On Mar 25, 2011, at 6:22 PM, Quincey Morris wrote:

> On Mar 25, 2011, at 18:01, Rick Mann wrote:
> 
>> Part of the problem I had was that I don't have indices readily available. I 
>> have the objects themselves, and I could look them up in the array, but that 
>> strikes me as potentially slow (for a lot of objects).
> 
> There's always -[NSArrayController setSelectedObjects], though using that 
> might just drive the work involved in deriving selection indexes inside 
> NSArrayController, where you can't even control the performance.
> 
> But the point is that the underlying mechanism is all in NSArrayController's 
> documented API, and you should be reading that.
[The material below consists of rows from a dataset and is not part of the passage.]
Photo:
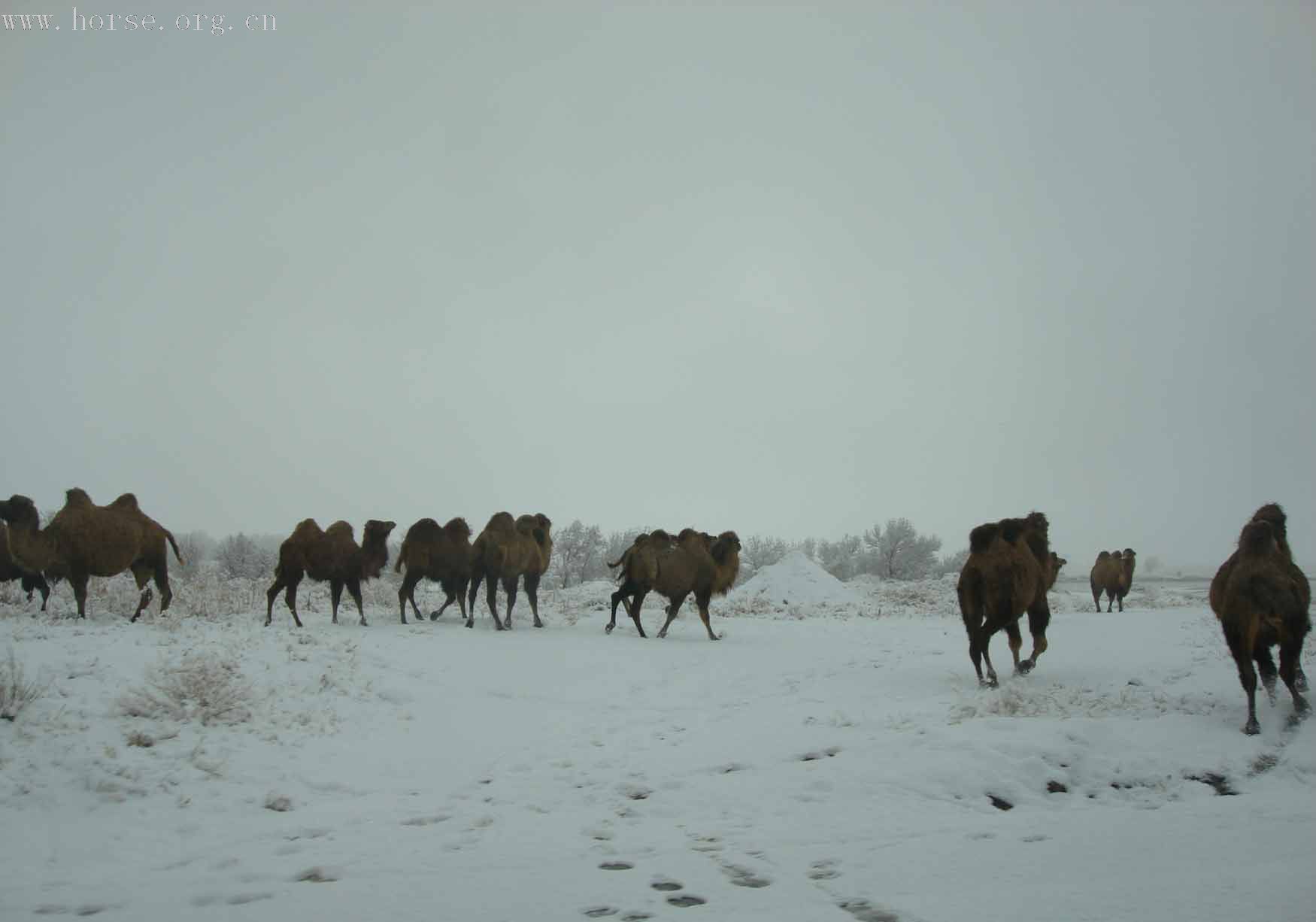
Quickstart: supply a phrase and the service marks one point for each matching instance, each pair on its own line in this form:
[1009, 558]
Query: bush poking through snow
[16, 691]
[202, 687]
OK. Truth is, there are so many slightly different ways to get & set the 
selection in object controllers, and while I've been able to mimic examples to 
get things to work, I really don't understand them well, despite having read 
the docs. Frankly, I think the docs are inadequate. Could be because of 
assumptions I'm implicitly making about how I'd expect them to behave.
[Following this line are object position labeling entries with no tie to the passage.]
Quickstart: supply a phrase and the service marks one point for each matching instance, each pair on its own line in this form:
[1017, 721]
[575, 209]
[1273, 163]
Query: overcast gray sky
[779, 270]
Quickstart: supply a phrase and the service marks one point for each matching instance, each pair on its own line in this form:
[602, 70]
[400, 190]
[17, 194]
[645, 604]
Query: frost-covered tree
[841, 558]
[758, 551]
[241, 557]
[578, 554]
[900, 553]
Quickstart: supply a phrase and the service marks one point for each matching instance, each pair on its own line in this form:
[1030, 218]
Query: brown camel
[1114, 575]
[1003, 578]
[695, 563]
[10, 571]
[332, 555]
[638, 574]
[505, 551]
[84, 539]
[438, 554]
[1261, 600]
But with what you've told me, now I know what to at least try to do.

> 
>> I think there's a typo there, so I'm not quite sure what you're telling me. 
>> In fact, I will eventually have both a custom control in the inspector, and 
>> the view in which the selection is managed by the user is custom.
> 
> Yes, it was a typo. I meant:
> 
>> "you aren't going to want to do this with bindings, not when the selection 
>> is controlled from a custom view"
> 
> For a custom view, that is, where the behavior of the view is enshrined in 
> code you write, there's absolutely no value in using bindings, and creating a 
> bindings mechanism for that view is wasted work.
> 
> Bindings are for UI elements (and similar stuff) that are reused in many 
> contexts, so that they can be configurable in IB without additional coding. 
> Your custom view is being used in one context (presumably, more or less), and 
> you're coding its behavior anyway.
> 
> Putting this another way, bindings are (in use) a kind of code-free extension 
> of the KVO mechanism (addObserver... and observeValue...). If you're coding 
> anyway, it's cheaper and easier to use KVO directly.
> 
> That was the point I was trying to make.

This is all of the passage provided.